Taught by Marc Edwards, a civil engineering professor, and Yanna Lambrinidou, a medical ethnographer, the course enabled students to become active protagonists in one of the greatest drinking water emergencies in recent history.
Developed with support from a National Science Foundation (NSF) grant, the course is intended to explore the relationship between engineering, science, and society, and to challenge young engineers to listen more carefully to the voices of the communities they serve.
Edwards has recent widespread name recognition due in part to his leadership role in the 2015 studies that uncovered high amounts of lead in the Flint, Michigan drinking water. That research received NSF support through a rapid response grant.
The recent Flint events unfolded even as Lambrinidou and Edwards taught a class designed to help prevent such occurrences in the future.
Contamination
The NSF notes that in the early 2000s, Edwards, an expert in water treatment and corrosion, uncovered elevated lead levels in the Washington, D.C., drinking water. He also published a study documenting a 37 percent rise in fetal deaths in the district during that same period.
These findings resulted in years of often-contentious debate between researchers and local, state and federal authorities. The experience deeply affected Edwards and his colleagues.
“At some point I realized the problem was the behavior of the people paid to protect us,” said Edwards. “It was such a betrayal of public trust that it really shook me to my core.”
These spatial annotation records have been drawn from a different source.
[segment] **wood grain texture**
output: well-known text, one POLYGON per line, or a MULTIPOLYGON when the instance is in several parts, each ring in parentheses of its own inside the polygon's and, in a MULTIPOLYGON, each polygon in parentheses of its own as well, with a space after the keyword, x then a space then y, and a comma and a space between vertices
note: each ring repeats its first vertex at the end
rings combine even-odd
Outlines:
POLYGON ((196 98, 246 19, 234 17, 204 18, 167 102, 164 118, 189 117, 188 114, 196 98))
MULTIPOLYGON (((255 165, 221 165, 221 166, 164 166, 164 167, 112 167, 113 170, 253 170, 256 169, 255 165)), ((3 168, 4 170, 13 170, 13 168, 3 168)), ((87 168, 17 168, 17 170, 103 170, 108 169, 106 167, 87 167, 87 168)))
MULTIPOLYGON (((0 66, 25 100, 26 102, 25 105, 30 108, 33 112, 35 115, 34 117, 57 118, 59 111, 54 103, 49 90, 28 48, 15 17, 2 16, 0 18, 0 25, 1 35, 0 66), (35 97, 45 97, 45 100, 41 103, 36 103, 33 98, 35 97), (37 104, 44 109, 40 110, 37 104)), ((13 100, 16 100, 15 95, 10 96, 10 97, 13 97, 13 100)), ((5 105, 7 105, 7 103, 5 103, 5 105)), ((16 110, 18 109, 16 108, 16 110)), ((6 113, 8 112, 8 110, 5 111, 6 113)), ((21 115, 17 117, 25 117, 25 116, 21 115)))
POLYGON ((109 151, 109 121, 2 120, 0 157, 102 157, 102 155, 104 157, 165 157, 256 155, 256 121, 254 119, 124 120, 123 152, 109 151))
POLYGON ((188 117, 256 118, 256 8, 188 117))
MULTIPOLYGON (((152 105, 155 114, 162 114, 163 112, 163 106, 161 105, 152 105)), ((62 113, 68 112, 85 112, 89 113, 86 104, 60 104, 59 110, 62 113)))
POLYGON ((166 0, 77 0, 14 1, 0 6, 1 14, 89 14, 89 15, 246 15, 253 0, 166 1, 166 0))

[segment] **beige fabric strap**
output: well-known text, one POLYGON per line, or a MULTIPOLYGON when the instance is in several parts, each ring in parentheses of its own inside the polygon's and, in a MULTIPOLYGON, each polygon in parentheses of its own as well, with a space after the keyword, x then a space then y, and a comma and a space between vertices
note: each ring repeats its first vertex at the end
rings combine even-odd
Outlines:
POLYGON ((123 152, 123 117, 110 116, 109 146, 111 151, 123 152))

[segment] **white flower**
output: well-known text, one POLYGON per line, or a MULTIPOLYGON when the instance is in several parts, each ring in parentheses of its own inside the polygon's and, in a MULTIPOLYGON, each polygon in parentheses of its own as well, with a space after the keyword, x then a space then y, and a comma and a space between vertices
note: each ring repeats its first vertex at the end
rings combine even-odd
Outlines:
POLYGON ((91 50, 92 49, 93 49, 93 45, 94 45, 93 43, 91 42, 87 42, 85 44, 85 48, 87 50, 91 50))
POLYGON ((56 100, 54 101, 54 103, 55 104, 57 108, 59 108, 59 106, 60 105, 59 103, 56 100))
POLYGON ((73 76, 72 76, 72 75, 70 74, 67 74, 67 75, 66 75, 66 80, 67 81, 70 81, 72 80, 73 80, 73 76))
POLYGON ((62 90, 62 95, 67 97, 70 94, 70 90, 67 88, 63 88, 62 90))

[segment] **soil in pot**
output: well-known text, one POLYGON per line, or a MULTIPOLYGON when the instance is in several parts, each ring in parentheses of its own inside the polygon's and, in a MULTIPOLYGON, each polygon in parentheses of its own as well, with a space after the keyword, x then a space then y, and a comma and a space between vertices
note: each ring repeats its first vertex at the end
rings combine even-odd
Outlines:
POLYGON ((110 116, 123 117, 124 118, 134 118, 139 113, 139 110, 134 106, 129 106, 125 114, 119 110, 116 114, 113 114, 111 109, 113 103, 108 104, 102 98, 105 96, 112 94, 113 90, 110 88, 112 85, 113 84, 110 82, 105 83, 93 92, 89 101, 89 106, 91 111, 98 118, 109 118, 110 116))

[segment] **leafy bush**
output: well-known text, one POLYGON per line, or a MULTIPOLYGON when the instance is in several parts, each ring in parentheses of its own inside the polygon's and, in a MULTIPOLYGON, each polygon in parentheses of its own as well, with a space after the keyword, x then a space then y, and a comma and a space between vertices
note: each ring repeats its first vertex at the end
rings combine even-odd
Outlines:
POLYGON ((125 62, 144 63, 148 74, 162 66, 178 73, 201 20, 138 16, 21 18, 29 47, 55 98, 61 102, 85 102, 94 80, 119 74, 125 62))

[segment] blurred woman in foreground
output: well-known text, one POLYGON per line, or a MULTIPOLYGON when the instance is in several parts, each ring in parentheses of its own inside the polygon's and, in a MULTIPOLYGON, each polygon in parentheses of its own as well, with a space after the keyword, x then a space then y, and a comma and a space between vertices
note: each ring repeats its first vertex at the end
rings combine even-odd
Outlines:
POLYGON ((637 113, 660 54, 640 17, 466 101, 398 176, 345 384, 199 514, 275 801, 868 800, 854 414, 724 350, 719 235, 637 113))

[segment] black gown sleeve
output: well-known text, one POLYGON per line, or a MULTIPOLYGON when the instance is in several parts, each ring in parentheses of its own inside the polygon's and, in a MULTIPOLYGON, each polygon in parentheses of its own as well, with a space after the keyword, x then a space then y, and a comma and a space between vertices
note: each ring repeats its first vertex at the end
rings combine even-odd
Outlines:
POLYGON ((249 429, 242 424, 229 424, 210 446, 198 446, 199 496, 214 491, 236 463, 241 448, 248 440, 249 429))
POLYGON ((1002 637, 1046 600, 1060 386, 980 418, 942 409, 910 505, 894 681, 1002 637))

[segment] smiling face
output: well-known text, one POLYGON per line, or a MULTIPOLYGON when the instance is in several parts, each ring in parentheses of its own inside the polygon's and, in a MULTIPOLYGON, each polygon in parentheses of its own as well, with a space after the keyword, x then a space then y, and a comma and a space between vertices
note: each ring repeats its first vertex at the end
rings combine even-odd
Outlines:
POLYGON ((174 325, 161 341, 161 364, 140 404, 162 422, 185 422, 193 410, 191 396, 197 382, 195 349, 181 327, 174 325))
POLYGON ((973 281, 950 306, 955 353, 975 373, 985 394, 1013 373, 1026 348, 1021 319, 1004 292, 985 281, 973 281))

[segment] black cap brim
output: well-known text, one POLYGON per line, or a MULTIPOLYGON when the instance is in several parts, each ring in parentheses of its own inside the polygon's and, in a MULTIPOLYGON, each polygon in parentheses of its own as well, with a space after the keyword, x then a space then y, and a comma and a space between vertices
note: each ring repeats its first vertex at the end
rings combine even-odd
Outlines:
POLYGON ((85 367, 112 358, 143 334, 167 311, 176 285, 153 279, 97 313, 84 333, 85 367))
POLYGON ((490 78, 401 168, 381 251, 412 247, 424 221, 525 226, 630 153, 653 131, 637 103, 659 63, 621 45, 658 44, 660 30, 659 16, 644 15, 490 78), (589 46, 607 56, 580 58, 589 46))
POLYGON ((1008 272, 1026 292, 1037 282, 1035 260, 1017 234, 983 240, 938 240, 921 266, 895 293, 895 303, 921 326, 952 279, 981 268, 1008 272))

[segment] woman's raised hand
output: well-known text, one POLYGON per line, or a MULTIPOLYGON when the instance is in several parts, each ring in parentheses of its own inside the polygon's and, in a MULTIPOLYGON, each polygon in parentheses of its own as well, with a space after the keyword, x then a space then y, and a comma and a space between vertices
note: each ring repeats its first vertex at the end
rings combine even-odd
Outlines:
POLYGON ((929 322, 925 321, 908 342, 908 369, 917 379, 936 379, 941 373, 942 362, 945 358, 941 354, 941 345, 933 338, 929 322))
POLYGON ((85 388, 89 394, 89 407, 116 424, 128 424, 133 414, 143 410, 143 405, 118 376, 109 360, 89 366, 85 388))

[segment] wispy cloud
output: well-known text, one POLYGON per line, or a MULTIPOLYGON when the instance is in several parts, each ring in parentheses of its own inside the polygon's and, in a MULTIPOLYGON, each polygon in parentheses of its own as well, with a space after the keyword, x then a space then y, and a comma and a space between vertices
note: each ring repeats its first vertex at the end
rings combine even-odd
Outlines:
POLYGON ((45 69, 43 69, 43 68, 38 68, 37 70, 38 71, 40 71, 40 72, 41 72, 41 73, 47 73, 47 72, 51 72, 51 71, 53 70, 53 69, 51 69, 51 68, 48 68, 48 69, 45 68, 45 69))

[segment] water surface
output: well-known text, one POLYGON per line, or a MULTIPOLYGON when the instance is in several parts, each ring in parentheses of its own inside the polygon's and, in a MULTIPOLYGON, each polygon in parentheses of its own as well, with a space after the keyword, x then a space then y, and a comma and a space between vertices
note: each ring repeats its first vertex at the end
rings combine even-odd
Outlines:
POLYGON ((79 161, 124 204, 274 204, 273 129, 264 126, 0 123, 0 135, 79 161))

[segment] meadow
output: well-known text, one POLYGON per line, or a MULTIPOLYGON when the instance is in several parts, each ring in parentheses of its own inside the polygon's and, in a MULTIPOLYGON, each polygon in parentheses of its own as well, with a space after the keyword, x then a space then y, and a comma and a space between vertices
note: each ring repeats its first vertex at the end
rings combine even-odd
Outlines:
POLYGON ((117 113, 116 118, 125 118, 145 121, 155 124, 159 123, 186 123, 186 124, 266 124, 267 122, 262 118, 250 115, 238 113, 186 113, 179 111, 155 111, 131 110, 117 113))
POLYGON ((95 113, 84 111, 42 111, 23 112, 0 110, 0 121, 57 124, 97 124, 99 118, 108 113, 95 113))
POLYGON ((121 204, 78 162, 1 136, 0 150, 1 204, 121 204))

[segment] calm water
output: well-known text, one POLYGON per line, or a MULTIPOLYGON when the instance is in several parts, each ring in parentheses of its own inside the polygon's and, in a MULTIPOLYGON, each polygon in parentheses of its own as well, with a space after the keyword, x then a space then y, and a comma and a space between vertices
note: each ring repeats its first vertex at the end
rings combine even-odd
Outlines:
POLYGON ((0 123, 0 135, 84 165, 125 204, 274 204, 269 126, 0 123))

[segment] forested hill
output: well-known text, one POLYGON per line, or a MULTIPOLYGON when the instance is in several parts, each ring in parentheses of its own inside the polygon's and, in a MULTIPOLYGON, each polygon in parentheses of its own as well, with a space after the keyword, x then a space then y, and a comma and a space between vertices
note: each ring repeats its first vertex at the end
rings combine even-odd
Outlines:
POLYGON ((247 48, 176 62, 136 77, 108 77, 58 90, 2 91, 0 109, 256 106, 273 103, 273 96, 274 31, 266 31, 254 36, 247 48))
In 2008, he and Lambrinidou, an adjunct assistant professor at Virginia Tech, decided to develop a graduate-level engineering ethics course to help guide future engineers in critical decisions that affect the public good.
“What happened in D.C. and now is happening in Flint got us thinking about how we as a society are training engineers and scientists to employ their professional power in ways that will affect many, many people,” Lambrinidou said. The D.C. case eventually led the U.S. Environmental Protection Agency to revise its lead regulations.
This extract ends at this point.